Others were dropped, apparently for agitating against Cunningham with others were simply cut just to make room for a new wave of players, many of whom in hindsight were undercooked.
But the unforgivable fact was that by the time Dublin crashed out of this year’s All-Ireland SHC in Thurles, there was as much talent outside the squad as within.
After being handed a three-year term as boss, Pat Gilroy's forces of persuasion will need to be stronger.
The 2011 All-Ireland winning football manager could begin foraging for hurlers in completely different places.
It is likely that he will ask some interesting questions to some of Dublin’s recent All-Ireland winning footballers over the coming weeks.
The idea of Con O’Callaghan and Ciarán Kilkenny hurling for Dublin would appear to be gone, if not necessarily forever, than certainly for the foreseeable future.
Cormac Costello, mostly because of injury, hasn’t had the sort of sustained impact at senior football level as expected, although he is probably just a less troublesome run of luck away from doing so.

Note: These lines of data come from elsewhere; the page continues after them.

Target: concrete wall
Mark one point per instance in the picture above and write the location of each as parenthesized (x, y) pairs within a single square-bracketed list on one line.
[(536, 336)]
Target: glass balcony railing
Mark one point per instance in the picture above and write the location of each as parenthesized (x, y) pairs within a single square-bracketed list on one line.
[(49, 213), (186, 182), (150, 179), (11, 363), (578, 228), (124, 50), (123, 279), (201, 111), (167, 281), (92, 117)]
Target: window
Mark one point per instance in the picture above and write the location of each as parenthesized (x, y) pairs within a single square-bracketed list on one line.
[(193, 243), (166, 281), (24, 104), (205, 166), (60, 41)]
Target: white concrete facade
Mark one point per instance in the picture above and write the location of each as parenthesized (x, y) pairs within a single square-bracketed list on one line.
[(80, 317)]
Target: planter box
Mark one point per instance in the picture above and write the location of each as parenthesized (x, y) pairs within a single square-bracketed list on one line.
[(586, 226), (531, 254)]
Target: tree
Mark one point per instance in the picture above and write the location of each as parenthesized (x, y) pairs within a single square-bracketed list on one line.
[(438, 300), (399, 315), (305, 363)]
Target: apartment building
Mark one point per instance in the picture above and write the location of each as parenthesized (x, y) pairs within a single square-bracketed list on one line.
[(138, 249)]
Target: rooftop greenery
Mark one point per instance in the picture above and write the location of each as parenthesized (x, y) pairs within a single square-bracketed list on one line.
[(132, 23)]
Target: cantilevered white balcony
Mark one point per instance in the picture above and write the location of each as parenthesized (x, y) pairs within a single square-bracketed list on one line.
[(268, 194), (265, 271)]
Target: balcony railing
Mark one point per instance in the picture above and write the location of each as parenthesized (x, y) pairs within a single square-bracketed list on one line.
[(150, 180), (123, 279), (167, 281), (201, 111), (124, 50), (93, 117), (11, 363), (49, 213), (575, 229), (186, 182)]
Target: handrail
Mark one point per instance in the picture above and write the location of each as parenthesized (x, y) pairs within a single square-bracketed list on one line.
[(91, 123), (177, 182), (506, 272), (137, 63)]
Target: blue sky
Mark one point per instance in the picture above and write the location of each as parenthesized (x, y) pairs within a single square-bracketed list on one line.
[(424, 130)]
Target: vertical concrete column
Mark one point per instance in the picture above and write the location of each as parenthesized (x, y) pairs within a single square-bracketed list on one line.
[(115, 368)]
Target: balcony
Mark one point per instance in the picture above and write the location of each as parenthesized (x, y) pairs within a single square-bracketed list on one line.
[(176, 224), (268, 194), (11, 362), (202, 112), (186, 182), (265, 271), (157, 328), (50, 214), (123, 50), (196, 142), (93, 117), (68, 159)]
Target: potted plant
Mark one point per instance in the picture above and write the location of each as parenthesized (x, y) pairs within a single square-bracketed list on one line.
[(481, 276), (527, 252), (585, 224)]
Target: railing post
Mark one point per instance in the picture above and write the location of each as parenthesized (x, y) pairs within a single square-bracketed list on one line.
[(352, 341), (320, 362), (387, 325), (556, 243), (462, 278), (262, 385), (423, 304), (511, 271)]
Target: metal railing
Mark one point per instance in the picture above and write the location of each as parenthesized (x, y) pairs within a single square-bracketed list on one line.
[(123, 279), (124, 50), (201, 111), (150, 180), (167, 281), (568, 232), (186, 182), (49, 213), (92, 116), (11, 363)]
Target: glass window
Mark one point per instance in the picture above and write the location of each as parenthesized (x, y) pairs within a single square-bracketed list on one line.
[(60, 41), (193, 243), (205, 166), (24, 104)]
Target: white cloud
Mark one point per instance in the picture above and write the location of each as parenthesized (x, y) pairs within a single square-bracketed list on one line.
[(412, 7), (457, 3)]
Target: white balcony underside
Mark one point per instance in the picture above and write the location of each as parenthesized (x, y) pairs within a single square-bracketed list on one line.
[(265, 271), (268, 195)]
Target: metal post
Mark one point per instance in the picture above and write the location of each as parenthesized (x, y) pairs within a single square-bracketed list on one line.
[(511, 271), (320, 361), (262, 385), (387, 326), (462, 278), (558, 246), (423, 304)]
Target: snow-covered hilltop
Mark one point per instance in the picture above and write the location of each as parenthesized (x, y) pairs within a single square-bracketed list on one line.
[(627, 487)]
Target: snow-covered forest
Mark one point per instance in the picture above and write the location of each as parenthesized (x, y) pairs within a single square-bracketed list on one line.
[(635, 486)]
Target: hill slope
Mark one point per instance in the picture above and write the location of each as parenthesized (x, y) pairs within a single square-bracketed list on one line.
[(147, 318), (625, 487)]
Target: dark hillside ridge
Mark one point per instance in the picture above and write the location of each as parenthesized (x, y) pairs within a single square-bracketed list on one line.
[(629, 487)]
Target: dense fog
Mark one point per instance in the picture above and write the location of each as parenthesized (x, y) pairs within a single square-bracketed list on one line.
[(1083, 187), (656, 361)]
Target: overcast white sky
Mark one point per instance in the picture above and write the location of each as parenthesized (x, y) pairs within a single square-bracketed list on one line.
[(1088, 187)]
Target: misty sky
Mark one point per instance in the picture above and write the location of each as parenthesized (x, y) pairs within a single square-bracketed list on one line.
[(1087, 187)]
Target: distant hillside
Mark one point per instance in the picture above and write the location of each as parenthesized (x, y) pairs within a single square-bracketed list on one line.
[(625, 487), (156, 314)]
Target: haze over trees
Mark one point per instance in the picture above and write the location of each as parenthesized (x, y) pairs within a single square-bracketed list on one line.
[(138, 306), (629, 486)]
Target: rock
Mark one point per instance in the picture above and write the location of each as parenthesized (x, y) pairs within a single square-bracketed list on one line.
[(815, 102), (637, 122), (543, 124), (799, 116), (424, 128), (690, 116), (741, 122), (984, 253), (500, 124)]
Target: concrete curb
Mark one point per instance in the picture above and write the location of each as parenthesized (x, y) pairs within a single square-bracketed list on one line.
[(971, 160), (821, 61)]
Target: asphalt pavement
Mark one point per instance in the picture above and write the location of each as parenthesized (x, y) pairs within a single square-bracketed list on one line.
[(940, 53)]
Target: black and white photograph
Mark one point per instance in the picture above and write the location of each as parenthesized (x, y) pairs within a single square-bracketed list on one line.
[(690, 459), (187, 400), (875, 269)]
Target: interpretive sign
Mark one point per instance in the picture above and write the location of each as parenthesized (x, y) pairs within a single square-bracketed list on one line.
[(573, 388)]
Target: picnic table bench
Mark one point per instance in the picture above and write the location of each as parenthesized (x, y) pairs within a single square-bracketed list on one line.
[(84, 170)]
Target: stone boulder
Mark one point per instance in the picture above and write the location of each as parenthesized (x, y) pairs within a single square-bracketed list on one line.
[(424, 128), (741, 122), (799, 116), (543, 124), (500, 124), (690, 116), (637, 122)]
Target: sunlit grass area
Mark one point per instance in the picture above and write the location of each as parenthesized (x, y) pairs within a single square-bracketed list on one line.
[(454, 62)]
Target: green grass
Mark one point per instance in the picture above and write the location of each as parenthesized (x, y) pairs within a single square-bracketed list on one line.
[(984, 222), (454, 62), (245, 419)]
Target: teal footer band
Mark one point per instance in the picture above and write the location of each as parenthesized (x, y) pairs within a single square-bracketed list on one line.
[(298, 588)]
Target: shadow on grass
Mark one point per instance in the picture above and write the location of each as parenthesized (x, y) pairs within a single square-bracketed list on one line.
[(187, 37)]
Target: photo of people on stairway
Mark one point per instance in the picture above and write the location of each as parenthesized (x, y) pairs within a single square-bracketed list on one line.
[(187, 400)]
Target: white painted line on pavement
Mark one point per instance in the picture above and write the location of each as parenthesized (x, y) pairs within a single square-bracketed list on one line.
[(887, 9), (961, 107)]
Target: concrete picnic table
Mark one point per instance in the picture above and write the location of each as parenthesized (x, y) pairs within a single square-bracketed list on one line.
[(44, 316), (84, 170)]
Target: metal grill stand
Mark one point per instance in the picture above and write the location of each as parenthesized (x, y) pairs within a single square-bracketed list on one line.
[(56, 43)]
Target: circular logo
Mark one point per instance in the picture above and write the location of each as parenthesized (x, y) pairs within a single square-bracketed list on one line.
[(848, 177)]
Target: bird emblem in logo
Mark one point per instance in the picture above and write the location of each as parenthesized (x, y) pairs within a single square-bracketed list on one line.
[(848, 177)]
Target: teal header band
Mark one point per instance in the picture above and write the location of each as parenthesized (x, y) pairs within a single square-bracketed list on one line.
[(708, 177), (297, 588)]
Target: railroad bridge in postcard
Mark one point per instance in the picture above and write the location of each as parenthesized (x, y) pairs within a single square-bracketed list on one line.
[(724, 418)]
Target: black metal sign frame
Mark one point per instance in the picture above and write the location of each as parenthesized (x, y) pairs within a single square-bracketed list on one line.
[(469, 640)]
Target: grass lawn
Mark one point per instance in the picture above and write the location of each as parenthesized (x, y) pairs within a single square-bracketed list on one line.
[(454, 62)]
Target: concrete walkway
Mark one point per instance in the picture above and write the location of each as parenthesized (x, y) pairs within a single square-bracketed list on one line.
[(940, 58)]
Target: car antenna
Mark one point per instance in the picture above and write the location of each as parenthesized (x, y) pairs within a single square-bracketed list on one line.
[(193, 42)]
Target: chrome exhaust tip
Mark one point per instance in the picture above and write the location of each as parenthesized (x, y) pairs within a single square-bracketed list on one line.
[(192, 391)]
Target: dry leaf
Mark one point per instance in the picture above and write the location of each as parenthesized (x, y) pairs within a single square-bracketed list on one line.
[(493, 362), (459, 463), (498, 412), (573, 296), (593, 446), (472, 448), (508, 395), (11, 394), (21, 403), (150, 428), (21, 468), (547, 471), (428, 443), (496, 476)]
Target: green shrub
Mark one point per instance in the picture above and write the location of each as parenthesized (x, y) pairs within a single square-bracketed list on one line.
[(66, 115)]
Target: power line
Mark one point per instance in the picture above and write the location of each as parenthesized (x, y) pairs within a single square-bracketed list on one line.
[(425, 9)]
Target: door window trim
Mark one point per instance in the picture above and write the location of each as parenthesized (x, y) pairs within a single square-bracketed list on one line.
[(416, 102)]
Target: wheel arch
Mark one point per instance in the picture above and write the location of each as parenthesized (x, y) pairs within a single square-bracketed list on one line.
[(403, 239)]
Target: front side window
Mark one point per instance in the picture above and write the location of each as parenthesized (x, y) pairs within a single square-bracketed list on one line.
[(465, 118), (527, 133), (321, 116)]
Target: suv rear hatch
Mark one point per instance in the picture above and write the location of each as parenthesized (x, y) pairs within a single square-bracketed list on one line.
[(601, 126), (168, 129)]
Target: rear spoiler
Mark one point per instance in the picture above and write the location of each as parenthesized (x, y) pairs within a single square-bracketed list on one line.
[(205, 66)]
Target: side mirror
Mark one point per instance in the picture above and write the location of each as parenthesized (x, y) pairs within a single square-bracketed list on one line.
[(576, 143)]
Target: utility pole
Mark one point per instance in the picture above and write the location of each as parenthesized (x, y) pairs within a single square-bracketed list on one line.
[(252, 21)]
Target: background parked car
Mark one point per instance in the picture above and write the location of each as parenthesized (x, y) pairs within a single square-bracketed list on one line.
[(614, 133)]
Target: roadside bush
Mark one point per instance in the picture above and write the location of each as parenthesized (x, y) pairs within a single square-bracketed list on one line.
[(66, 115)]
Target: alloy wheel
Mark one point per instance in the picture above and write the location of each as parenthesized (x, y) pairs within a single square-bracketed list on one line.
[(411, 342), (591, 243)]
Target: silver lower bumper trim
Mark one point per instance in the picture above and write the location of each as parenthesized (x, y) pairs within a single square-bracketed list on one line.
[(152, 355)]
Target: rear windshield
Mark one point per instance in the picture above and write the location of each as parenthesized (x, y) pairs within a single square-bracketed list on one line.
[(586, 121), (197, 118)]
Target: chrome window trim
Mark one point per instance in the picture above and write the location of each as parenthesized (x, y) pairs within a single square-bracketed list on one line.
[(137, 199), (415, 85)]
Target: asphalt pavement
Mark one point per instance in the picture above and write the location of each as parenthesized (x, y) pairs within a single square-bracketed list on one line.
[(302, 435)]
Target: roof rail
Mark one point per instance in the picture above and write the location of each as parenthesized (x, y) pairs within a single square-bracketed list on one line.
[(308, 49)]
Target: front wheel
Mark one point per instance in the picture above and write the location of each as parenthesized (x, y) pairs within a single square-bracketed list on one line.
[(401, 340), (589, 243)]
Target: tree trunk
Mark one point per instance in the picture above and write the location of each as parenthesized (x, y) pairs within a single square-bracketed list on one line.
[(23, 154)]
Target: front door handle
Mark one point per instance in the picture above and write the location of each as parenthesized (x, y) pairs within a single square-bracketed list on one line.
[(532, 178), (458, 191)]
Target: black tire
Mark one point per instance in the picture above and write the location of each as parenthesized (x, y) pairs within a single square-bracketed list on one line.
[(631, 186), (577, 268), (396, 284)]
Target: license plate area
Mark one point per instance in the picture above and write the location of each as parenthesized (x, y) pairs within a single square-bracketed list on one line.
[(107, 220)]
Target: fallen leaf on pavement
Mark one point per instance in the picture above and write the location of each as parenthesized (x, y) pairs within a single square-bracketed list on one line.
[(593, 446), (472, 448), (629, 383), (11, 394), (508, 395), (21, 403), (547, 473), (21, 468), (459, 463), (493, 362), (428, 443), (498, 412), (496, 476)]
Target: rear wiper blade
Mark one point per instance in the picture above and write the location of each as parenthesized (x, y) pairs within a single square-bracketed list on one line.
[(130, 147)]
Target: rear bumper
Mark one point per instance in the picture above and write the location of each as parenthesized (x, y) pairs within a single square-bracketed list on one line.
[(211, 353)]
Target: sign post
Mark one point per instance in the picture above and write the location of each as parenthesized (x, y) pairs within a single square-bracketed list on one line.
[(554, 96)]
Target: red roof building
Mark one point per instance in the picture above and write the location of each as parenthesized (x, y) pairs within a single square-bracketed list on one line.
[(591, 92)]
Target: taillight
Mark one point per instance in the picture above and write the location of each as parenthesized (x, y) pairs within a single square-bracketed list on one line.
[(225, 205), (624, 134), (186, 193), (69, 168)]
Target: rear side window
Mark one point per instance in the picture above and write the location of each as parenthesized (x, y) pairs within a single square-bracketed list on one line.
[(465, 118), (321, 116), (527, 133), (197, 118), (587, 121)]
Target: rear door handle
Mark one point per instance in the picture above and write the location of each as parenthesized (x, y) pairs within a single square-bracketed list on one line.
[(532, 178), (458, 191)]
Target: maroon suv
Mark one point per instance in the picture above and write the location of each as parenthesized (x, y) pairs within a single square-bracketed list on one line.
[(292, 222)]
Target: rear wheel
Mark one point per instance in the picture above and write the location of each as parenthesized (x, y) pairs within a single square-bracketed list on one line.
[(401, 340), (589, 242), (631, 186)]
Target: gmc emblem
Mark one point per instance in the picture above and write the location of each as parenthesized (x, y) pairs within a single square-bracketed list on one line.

Gilroy and Connolly won an All-Ireland club SFC together with St Vincent’s in 2008 and Dublin in 2011 and they remain close.
More pertinently, Connolly had a turbulent season with Jim Gavin’s squad this year, replete with a 12-week suspension, a central role in the controversy of the summer and a place only on the bench for last month’s All-Ireland final.
Whether winning the final and playing such an important part in that victory, albeit an abridged one, soothed Connolly’s frustrations, only he knows.